WILLIAM HERBERT DUNTON

William Herbert “Buck” Dunton was born in Augusta, Maine in 1878. A founding member of the Taos Society of Artists, he is largely known for landscape and genre scene paintings set in the American Southwest. As a child, Dunton worked as a ranch hand and regularly traveled on nature expeditions with his grandfather before enrolling at the Cowles Art School in Boston. This experience as a youth informed his artistic practice years later, as he often recalled the imagery of rural Maine. After completing his artistic training, he worked in New York City as an illustrator, contributing to high-profile publications such as Harper’s Weekly, Collier’s and Scribner’s. In New York, he simultaneously took classes at the Art Students League, where he became acquainted with painter Ernest Blumenschein. Blumenschein had been traveling to the Southwest for years and encouraged him to explore the region. While in New York, Dunton also experimented with lithograph printing during periods of financial instability since the medium was less expensive to work in.

 

Dunton first visited Taos, New Mexico in 1912 and became part of the Taos art colony, although he had traveled to Montana in 1896, when searching for subject matter as part of a magazine commission. He worked regularly as an illustrator for over a decade, eventually leaving the industry out of frustration with the pressure of constant deadlines. Dunton’s move to New Mexico allowed him to focus on capturing the disappearing scenes of the American Southwest, as the region experienced industrialization. His involvement with the Taos Society of Artists included organizing traveling collective exhibitions, which increased the national popularity of the movement, and brought further acclaim to the Taos art colony.
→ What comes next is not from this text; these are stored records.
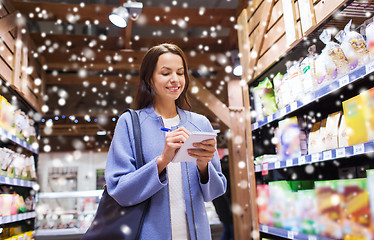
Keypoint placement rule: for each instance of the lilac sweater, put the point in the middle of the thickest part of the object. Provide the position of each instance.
(130, 186)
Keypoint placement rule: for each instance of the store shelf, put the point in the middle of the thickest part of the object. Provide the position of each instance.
(16, 182)
(77, 194)
(18, 141)
(326, 90)
(349, 151)
(289, 234)
(17, 217)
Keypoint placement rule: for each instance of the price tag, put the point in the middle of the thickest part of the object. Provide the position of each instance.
(289, 163)
(315, 157)
(307, 99)
(270, 118)
(358, 149)
(370, 67)
(302, 160)
(311, 237)
(340, 153)
(294, 106)
(283, 111)
(344, 80)
(277, 164)
(265, 168)
(327, 155)
(290, 234)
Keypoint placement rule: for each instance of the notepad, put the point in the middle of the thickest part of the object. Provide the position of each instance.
(182, 154)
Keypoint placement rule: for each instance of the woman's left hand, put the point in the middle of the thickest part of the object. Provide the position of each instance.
(203, 152)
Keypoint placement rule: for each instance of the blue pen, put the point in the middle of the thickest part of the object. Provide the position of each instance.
(166, 129)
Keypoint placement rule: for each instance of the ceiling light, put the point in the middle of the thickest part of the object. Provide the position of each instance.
(120, 15)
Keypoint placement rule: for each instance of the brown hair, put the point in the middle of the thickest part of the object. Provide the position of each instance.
(146, 94)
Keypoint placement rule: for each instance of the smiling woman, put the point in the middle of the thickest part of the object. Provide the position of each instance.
(177, 190)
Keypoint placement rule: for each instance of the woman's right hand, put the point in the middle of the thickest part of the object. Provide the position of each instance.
(173, 141)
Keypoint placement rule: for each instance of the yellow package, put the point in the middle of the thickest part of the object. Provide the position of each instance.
(342, 138)
(368, 103)
(314, 139)
(355, 120)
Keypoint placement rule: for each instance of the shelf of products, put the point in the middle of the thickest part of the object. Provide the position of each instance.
(358, 149)
(17, 217)
(16, 182)
(313, 136)
(32, 148)
(289, 234)
(341, 82)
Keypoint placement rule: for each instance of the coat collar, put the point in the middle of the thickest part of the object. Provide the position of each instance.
(152, 113)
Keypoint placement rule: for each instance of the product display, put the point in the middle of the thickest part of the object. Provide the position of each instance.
(340, 203)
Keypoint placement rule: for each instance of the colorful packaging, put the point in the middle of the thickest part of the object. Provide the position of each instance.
(288, 136)
(263, 204)
(315, 139)
(356, 214)
(370, 38)
(343, 135)
(330, 138)
(354, 113)
(266, 93)
(329, 206)
(368, 103)
(354, 47)
(335, 52)
(307, 210)
(308, 71)
(278, 87)
(295, 81)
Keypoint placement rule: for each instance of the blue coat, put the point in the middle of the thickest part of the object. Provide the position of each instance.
(130, 186)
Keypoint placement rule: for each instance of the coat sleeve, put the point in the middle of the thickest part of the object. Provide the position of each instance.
(216, 185)
(126, 184)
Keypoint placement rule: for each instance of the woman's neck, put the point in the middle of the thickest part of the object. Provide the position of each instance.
(165, 110)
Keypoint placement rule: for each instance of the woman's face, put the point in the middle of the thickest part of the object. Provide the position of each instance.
(168, 77)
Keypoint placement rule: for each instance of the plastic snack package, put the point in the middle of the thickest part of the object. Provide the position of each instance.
(266, 93)
(278, 83)
(308, 71)
(335, 52)
(370, 38)
(295, 80)
(354, 47)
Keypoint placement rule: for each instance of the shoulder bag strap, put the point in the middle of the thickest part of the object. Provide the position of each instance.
(137, 138)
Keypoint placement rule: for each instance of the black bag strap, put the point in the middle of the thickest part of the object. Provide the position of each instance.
(137, 138)
(139, 157)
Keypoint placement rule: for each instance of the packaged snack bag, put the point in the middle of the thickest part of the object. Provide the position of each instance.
(356, 208)
(278, 82)
(354, 113)
(330, 140)
(289, 139)
(266, 93)
(295, 80)
(370, 38)
(368, 103)
(307, 210)
(354, 47)
(335, 52)
(308, 71)
(329, 207)
(343, 135)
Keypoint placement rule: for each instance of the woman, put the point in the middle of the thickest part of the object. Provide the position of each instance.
(177, 190)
His paintings of atmospheric scenes and majestic landscapes earned him the reputation of leading Southwest painter during the first half of the twentieth century. In 1922, he left the group and begin regularly presenting his work in solo exhibitions.  Between 1928 and 1935, Dunton’s health rapidly declined, and he eventually was diagnosed with cancer, which he died from in Taos at the age of 57.

 

With recent renewed interest in his work, the exhibition “William Herbert “Buck” Dunton: A Mainer Goes West” was organized by the Phoenix Art Museum in 2023. His paintings are collected by institutions such as the Smithsonian American Art Museum, Phoenix Art Museum, and Brigham Young University’s Museum of Art, among others. The Stark Museum in Orange, Texas houses the largest collection of Dunton’s work.